A Happy New Year to all our “Record” readers. I hope you have had a good Christmas and the New Year has begun well for you. Between Christmas and New Year our hospitals have been ‘under pressure’ as you will have no doubt read and heard elsewhere. While doing my ‘hospital rounds’ I have been acutely aware of how the winter, the flu and other illnesses have taken their toll on our members and those who care for them in hospital or at home. Pressure it seems is all around. “Pressure that brings a building down, splits a family in two, puts people on streets. It’s the terror of knowing what the world is about.” Under pressure. Few of us can go through life without experiencing pressure at some point or another.
The challenge of course is always how best to respond to pressure. Do you give in? Lie down and simply give up? Or do you fight back, get up and keep on going?
I suppose that depends on the circumstances.
Shortly after New Year, I experienced a small degree of pressure myself. Our dog, Mack who is now 20 months old, is an escape artist. He loves nothing better than to sneak out the front door and tear off down the street (off the lead) with me in hot pursuit. I always seem to be the one playing the retriever part!

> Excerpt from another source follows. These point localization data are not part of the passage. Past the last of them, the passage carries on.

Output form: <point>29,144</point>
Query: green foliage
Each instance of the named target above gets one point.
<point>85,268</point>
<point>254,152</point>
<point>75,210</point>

Having escaped, I chased after him, to his obvious delight. In an effort to curtail his doggy activities I lunged at him to catch his collar. Instead with speed and power he simply knocked me into the hedge where I landed on all fours, my glasses landing on the grass beside me. As he passed me a second time, to his immense indignation I clutched a clump of his rear flank which stopped him in his tracks and I was able to get him back into the house, Not before my neighbour came over to help me, who observed that my forehead was bleeding profusely (from the hedge), and where were my glasses.? On the ground, but thankfully not broken. Under pressure.
The challenge of course is always how best to respond to pressure. Do you give in? Lie down and simply give up? Or do you fight back, get up and keep on going?
I realise this element of pressure I felt was minimal, and as I write this my experience is now quite comical. But as we approach our February Communion, I am reminded when under pressure; I find the words of Jesus hugely comforting and helpful,
“‘Come to me, all who are weary and whose load is heavy; I will give you rest.
‘Take my yoke upon you, and learn from me,
for I am gentle and humble—hearted;
and you will find rest for your souls.”